The heart of these glasses is Uvex’s Vario lens, which can block anywhere from 78 to nine percent of light. That’s an incredible range, with plenty of ray-stopping power for even full bluebird days in the Arizona desert. The tint on my blue-mirrored variety is a natural gray with a slight blue hue that works great in bright light conditions. And while I worried that the lighter end of the spectrum wouldn’t be bright enough for night riding, in the end it's almost crystal clear. There’s an excellent anti-fog coating that's kept these shades from fogging even once during several thousand miles of riding in a broad range of conditions. As expected, the lens offers 100 percent protection from UVA, UVB, and UVC rays.

The lens transitions fairly quickly, too. Uvex claims 25 seconds for a full shift, and that seems about right. The one time I found it a bit too slow was around dusk, when it feels dark outside but the ambient light keeps the lens a bit too dark. You have to wait until after sunset for it to go clear. Otherwise, I had no issues, even with streaking or ghosting from cast shadows when I left the glasses sitting in the full sun.

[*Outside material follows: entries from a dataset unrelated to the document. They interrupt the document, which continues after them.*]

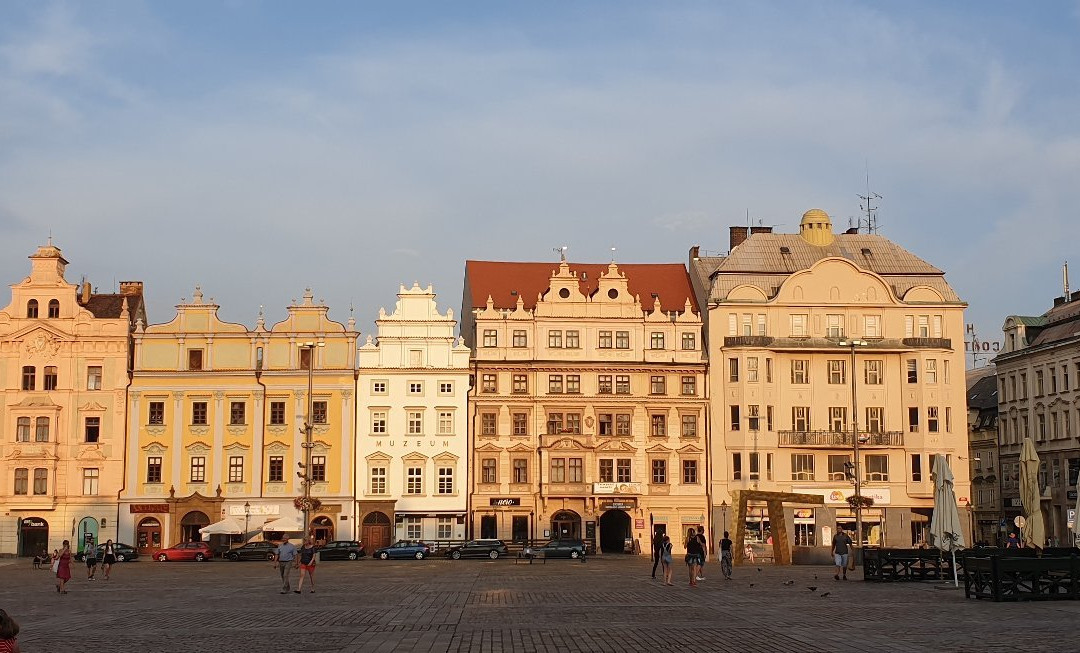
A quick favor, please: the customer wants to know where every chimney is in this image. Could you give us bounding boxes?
[728,227,750,250]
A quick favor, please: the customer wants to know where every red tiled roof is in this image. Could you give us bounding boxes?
[465,261,699,313]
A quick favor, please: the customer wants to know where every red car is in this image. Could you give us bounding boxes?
[154,542,214,562]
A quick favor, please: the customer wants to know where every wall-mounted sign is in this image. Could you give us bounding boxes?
[593,482,642,494]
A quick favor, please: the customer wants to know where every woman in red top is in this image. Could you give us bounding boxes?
[56,540,71,594]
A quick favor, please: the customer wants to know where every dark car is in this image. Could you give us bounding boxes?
[532,540,585,559]
[373,540,431,560]
[75,542,138,562]
[319,540,364,560]
[224,542,278,560]
[446,540,507,560]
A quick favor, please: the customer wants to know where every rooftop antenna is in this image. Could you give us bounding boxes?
[859,162,881,233]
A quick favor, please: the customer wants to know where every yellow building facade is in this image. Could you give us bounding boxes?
[120,288,356,555]
[0,244,146,556]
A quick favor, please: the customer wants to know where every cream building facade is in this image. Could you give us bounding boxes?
[355,284,470,552]
[690,209,970,546]
[0,243,146,556]
[461,259,710,553]
[120,288,356,555]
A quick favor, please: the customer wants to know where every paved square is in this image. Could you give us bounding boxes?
[0,557,1080,653]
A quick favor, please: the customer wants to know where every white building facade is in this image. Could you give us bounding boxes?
[356,284,469,552]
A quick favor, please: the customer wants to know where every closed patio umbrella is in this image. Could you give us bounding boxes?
[1020,437,1047,548]
[930,454,964,587]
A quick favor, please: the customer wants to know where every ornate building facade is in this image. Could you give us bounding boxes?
[461,259,708,552]
[355,284,470,552]
[690,209,970,546]
[120,288,356,554]
[0,243,146,556]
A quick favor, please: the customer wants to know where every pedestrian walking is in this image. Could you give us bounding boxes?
[82,540,97,581]
[720,531,734,581]
[652,526,666,579]
[660,535,675,585]
[102,540,117,581]
[295,538,319,594]
[53,540,71,594]
[698,526,708,581]
[0,610,22,653]
[683,528,702,587]
[274,535,296,594]
[833,525,851,581]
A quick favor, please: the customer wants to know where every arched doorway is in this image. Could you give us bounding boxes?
[600,511,634,554]
[18,517,49,557]
[551,511,581,540]
[76,517,97,550]
[360,511,391,554]
[135,517,161,555]
[308,515,334,546]
[180,511,210,542]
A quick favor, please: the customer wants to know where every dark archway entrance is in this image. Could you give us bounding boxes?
[360,511,391,554]
[600,511,633,554]
[551,511,581,540]
[18,517,49,557]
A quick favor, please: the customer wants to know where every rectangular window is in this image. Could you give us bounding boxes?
[480,458,499,482]
[311,455,326,482]
[229,455,244,482]
[512,375,529,395]
[83,417,102,443]
[566,330,581,350]
[405,467,423,494]
[864,453,889,482]
[370,467,387,494]
[548,331,563,350]
[147,402,165,424]
[188,455,206,482]
[33,467,49,496]
[683,460,698,485]
[438,467,454,494]
[82,468,99,496]
[680,414,698,437]
[513,458,529,482]
[86,365,102,390]
[267,455,285,482]
[191,402,208,426]
[146,455,161,482]
[792,453,813,480]
[229,402,247,425]
[650,458,667,486]
[600,458,615,482]
[513,412,529,435]
[372,410,387,433]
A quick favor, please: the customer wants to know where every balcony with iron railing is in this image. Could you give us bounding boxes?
[779,431,904,449]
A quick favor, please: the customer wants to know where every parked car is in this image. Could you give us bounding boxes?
[319,540,364,560]
[446,540,507,560]
[154,542,214,562]
[75,542,138,562]
[375,540,431,560]
[224,542,278,560]
[532,540,586,559]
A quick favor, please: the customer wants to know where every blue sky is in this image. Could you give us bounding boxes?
[0,0,1080,362]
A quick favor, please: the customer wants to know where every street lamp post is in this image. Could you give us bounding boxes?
[838,338,867,549]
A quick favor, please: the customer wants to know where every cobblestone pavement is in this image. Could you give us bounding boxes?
[0,557,1080,653]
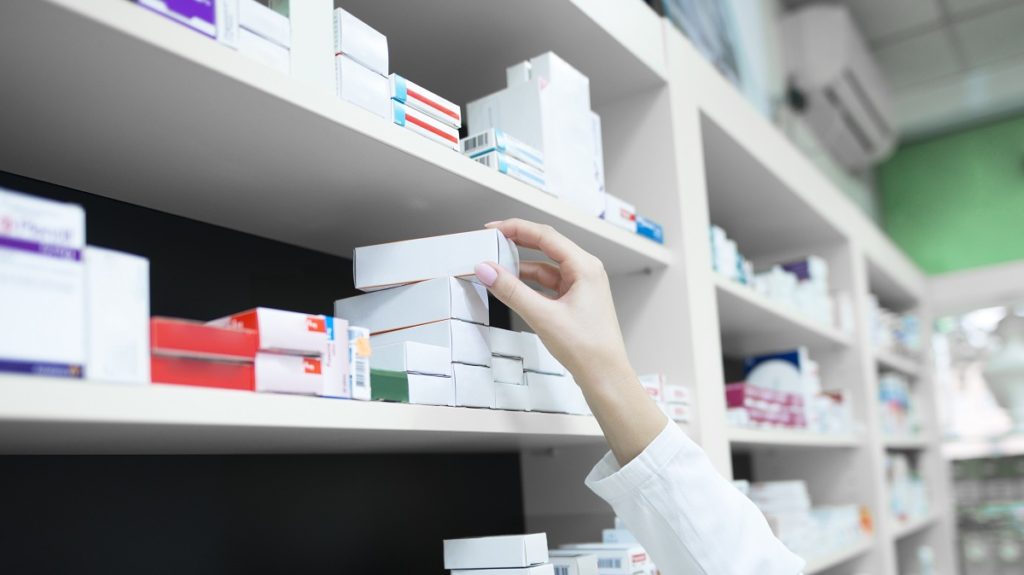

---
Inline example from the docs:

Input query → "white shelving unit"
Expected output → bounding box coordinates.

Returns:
[0,0,956,575]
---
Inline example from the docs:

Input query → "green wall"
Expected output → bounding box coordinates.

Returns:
[878,117,1024,274]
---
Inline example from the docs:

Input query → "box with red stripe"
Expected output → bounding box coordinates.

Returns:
[390,74,462,130]
[391,100,459,150]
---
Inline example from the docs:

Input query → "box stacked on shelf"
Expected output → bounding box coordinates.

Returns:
[444,533,555,575]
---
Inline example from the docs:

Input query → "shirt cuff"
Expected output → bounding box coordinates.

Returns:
[587,421,689,503]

And the Sportstyle 202 is more than just a high-tech lens. The rimless design weighs almost nothing (less than one ounce), and the earpieces and nose pads are made from a comfy, soft, grippy rubber that’s fully formable for tweaking the fit. Once I got these shades shaped to my face, I barely even noticed they were there. They look pretty good, too—definitely on the sporty side, but not something ridiculous out of Tron.

I rode these in my AZT300 push last weekend (as well as throughout the winter and spring), and I will never go back to an interchangeable lens for endurance events. While other riders were futzing with switching out lenses at dark and worrying about broken glass in their packs, I kept the Sportstyle 202 on my face. And they are so moisture- and sweat-resistant that I barely even had to worry about cleaning them. The lens coverage is oversize and excellent—it kept my eyes fresh for two whole days on the bike.

The Uvex Sportstyle 202 Race Vario is available in five colorways, all with the same lens, and it sells for $170. For those with smaller faces, there’s a petite variety that sells for the same price.